Made by Cheil Amsterdam in partnership with Samsung, the suit was made exclusively for Dutch skaters Sjinkie Knegt and Suzanne Schulting
This week marked the launch of the Samsung SmartSuit: an innovative ice skating suit with corresponding app.
Based on a concept by creative agency Cheil Amsterdam and developed by Samsung Benelux the suit was exclusively designed for Dutch short track speed skaters Sjinkie Knegt and Suzanne Schulting.
This technological innovation enables the brand to actively contribute to the performance of these athletes during the Olympic Winter Games in PyeongChang 2018.
In the run-up to the Winter Games, the tailor-made short track suit was developed in collaboration with the The Royal Dutch Skating Federation (KNSB) to help Knegt and Schulting improve their ideal skating position during training sessions.
The Dutch athletes are the only skaters in the world using this technology: a secret weapon that could vastly increase their chances of Olympic success in PyeongChang.
Thijs de Boer, executive creative director, Cheil Amsterdam: "As an agency it is incredible to create something in collaboration with your client that can truly improve the performance level of Olympic athletes. This concept allows us to achieve so much more than we would with a generic sponsor campaign."
The idea behind the SmartSuit fits perfectly with DoWhatYouCan't, Samsung's international appeal to motivate young people to go off the beaten track and do what they are good at.

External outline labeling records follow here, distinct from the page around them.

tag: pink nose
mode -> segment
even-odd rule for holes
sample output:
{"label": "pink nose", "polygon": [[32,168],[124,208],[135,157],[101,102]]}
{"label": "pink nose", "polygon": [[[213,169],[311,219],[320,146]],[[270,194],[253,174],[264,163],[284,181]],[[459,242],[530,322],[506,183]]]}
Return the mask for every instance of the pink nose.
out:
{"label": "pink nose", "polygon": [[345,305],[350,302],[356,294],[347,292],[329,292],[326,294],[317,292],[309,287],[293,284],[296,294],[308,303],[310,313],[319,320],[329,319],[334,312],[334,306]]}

Gerben van Walt Meijer, marketing manager mobile, Samsung Netherlands: "At Samsung we strive to make daily life easier with our innovations. To us this means our technical expertise can also help improve athletes’ performances. With the introduction of the Samsung SmartSuit, we aim to lift Sjinkie and Suzanne’s performance to an even higher level and help them achieve their dream of winning an Olympic Gold medal. We’re challenging them to go to the limit.
The Samsung SmartSuit is a tailor-made short track suit that maps the body posture very precisely and calculates the distance from the hips to the ice. The suit is wirelessly connected to Dutch national coach Jeroen Otter’s smartphone, and gives him access to the data via an app in realtime. This enables Jeroen and 'embedded scientist' Bjorn de Laat to see whether the riders are in the absolute best position. If their posture is not optimal, the coach can notify the skater by sending a vibration to the skater’s wrist with the touch of a button. This allows the skaters to immediately adjust their posture accordingly.
"By quantifying the posture we can train even more effectively. I notice that both Sjinkie and Suzanne already benefit from this unique innovation," says national coach Jeroen Otter. "At this level of athleticism it’s all about details. The training sessions with the Samsung SmartSuit and the direct feedback via the smartphone can make the difference between a gold or silver medal." Multiple world champion Sjinkie Knegt adds: "I’ve always used my gut feeling to estimate if I was bending deep enough. Working with the SmartSuit makes me more alert since my coach notifies me immediately if I have to bend deeper to reach my ideal posture."
Samsung's involvement in the Olympic Games began when the company contributed as a local sponsor to the 1988 Games in Seoul. Ten years later, Samsung expanded its sponsorship by becoming a global Olympic Partner in the field of wireless communications equipment. The company provides the Olympic Games with its own wireless communication platform and mobile equipment, enabling the Olympic community, athletes and fans from all around the world to interactively communicate and exchange information.